Performance on HAM10000 dataset using a custom CNN model. The top-left plot shows AUC on the test set for DOS aggregation for the 3 scenarios. The normalized weights of each client after each round for the 3 scenarios are also depicted.

Figure 4 shows the performance of the DOS rule under three different scenarios on the HAM10000 dataset. In all cases, DOS performed with a high AUC score without dropping its overall performance. The main advantage of DOS lies in its ability to account for both Euclidean and cosine distance, thereby addressing both positive and negative scaling. It also successfully detects Gaussian noise attacks and label-flip attacks, leveraging the strengths of the COPOD method. Since DOS combines three different approaches, it is hard to design model poisoning attacks that can successfully circumvent it.

Proportion of Malicious Clients: Since our approach treats malicious weight updates as outliers, the protocol will fail when a majority of clients are malicious. We conducted experiments by fixing the number of clients and increasing the proportion of malicious clients from 10% to 60%, in steps of 10%. As expected, the DOS approach was robust until the proportion of malicious clients was less than or equal to 50% and failed when the proportion was 60% (e.g., for HAM10000 dataset, the AUC values were 0.695, 0.697, 0.696, 0.711, 0.710, and 0.554 for 10%, 20%, 30%, 40%, 50%, and 60% corruption, respectively. In comparison, the AUC without any attack was 0.70). This is the reason for choosing the proportion of malicious clients as 40% for most of our experiments. Thus, the DOS method is appropriate only for the honest majority scenario.

Different Number of Clients: We conducted experiments by fixing the proportion of malicious clients to 40% and increasing the number of clients from 5 to 40. The AUC values were 0.725, 0.700, 0.692, and 0.674 for 5, 10, 20 and 40 clients, respectively.
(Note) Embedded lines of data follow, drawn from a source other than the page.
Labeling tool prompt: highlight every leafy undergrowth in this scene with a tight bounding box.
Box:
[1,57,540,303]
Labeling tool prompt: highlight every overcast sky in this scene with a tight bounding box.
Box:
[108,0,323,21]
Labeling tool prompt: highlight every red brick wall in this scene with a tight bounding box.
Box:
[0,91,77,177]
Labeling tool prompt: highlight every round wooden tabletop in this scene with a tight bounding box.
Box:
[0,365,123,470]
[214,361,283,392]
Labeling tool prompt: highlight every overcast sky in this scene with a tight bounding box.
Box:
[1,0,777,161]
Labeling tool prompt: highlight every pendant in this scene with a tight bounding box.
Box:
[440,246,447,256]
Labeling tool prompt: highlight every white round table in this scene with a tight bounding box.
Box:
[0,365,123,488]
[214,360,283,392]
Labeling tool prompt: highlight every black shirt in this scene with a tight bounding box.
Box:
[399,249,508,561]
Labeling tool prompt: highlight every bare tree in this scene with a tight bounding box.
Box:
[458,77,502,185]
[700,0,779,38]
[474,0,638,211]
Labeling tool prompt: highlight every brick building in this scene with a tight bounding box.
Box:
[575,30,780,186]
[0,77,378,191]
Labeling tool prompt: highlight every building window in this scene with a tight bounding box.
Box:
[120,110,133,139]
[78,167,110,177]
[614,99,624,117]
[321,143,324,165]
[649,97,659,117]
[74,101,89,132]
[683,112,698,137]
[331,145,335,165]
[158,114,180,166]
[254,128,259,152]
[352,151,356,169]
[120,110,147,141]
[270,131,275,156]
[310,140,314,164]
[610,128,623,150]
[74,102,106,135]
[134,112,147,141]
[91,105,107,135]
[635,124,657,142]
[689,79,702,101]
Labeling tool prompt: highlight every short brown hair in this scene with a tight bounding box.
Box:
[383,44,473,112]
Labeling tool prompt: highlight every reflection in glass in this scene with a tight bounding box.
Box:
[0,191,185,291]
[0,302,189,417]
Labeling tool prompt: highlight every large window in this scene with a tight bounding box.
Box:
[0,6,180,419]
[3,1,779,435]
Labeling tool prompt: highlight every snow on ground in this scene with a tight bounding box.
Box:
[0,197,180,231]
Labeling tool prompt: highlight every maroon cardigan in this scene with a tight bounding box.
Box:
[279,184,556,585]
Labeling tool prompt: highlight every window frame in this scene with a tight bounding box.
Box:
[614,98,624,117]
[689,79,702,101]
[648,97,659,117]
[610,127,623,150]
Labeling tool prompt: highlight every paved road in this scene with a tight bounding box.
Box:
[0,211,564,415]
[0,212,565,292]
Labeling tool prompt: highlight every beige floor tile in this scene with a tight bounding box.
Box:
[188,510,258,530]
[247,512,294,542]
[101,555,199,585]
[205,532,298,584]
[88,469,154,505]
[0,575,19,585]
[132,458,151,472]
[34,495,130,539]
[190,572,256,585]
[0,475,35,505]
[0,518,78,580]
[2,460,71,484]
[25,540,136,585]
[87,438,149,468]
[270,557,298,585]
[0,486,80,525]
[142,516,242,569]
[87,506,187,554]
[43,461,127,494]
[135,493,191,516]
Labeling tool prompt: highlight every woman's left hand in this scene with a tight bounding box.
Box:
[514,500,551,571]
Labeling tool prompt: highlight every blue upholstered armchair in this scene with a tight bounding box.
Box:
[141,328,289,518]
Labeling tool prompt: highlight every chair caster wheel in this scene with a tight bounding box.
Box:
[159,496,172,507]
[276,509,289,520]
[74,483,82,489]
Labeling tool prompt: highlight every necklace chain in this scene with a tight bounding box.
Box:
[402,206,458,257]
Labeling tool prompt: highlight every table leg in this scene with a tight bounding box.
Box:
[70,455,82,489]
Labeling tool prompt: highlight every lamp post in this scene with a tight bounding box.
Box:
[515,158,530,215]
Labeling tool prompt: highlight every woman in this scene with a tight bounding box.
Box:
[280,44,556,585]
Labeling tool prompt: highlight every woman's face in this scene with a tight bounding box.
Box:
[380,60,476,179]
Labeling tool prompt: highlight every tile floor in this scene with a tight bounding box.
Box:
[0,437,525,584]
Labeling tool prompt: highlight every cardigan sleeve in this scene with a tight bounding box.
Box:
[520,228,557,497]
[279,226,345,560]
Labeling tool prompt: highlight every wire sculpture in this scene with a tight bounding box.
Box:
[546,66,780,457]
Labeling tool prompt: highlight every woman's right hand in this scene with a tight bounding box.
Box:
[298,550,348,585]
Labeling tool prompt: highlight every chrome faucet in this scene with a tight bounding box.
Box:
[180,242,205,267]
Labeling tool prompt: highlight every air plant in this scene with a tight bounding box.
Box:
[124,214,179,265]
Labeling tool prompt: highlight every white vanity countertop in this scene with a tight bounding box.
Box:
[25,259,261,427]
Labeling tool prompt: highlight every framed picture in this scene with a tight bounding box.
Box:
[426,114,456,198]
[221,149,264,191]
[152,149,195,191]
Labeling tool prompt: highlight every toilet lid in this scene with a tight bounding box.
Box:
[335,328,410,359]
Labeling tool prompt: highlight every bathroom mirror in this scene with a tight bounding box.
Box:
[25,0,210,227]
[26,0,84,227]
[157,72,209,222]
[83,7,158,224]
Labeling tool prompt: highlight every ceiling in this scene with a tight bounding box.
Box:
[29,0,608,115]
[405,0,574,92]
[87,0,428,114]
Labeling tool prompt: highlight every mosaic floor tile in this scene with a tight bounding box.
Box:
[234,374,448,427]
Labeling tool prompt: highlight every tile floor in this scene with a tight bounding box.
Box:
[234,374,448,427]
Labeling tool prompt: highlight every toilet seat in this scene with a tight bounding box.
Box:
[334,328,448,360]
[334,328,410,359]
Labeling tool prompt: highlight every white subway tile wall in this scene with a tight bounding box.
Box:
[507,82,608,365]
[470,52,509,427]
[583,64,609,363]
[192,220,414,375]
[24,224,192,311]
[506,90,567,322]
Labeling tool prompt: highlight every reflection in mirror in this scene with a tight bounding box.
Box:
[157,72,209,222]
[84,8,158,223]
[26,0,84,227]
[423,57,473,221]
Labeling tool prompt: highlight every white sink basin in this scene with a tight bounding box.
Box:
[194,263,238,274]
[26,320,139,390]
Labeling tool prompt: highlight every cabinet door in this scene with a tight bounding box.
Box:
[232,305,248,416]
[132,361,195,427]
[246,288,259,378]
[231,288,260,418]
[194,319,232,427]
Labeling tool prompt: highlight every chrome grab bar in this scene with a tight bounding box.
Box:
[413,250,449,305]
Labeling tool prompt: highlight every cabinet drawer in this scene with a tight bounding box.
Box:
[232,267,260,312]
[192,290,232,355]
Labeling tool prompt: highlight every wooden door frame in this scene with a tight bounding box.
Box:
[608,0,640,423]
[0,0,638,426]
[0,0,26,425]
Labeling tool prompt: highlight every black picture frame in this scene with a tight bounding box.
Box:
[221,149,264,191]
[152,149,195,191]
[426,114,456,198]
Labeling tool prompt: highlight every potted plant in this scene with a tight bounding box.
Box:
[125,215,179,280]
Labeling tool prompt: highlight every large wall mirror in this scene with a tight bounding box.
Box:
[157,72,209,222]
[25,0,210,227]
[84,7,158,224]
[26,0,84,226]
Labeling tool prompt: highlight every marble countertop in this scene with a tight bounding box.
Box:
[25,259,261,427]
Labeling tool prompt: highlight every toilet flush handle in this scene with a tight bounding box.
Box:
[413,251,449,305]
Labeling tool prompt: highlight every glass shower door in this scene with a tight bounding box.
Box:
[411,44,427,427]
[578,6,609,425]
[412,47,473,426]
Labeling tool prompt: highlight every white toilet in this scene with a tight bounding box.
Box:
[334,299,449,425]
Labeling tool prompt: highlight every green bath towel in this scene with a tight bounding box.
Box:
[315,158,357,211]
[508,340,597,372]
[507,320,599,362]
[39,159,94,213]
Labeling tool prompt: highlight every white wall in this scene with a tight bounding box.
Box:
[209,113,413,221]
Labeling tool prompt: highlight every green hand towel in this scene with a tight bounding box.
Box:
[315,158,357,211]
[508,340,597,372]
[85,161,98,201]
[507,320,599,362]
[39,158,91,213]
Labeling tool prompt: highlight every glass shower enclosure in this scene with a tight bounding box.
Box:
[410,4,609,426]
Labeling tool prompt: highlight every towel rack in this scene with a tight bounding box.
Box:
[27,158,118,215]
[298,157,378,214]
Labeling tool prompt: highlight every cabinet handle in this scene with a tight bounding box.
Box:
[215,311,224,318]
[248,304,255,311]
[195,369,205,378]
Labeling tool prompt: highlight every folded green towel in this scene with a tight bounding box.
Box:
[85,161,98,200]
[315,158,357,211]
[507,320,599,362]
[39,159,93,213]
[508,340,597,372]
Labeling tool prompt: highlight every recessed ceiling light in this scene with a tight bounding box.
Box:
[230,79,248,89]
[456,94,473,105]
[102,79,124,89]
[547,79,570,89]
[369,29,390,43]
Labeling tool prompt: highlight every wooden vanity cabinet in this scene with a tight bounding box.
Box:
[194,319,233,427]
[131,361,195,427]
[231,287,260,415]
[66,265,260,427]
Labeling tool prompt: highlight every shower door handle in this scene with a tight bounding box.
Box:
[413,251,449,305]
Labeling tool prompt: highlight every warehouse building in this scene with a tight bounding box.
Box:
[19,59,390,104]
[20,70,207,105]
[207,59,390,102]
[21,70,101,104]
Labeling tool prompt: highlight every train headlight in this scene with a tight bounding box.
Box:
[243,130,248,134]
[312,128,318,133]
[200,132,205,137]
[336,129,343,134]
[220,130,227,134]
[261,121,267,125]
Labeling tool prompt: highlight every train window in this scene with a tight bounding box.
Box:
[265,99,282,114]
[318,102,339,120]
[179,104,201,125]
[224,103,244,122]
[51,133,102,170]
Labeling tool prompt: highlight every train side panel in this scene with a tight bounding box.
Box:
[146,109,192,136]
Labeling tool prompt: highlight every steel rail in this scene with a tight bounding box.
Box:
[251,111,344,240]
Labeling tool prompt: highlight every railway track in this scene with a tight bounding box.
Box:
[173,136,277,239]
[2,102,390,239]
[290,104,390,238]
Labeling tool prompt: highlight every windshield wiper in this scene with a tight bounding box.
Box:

We observe a minor degradation in accuracy when the number of clients increases and it requires more rounds to converge. Therefore, the DOS approach may be more suitable for cross-silo FL settings.

Non-IID Setting: We have conducted experiments under five different non-iid settings, where we randomly partition the HAM10000 dataset among 10 clients. For all the five experiments, the convergence trends and the final accuracy were similar (between 0.69 and 0.71) to the iid case, showing that the DOS method can work well in the non-iid setting.

4.5 Conclusions and Future Work

We presented Distance-based Outlier Suppression (DOS), a novel robust aggregation rule that performs outlier detection in the distance space to effectively defend against Byzantine failures in FL. We proved the effectiveness and robustness of our method using two real-world medical imaging datasets. In future, we aim to prove theoretical convergence and extend this framework to ensure fairness between FL clients, based on the contribution of their local datasets.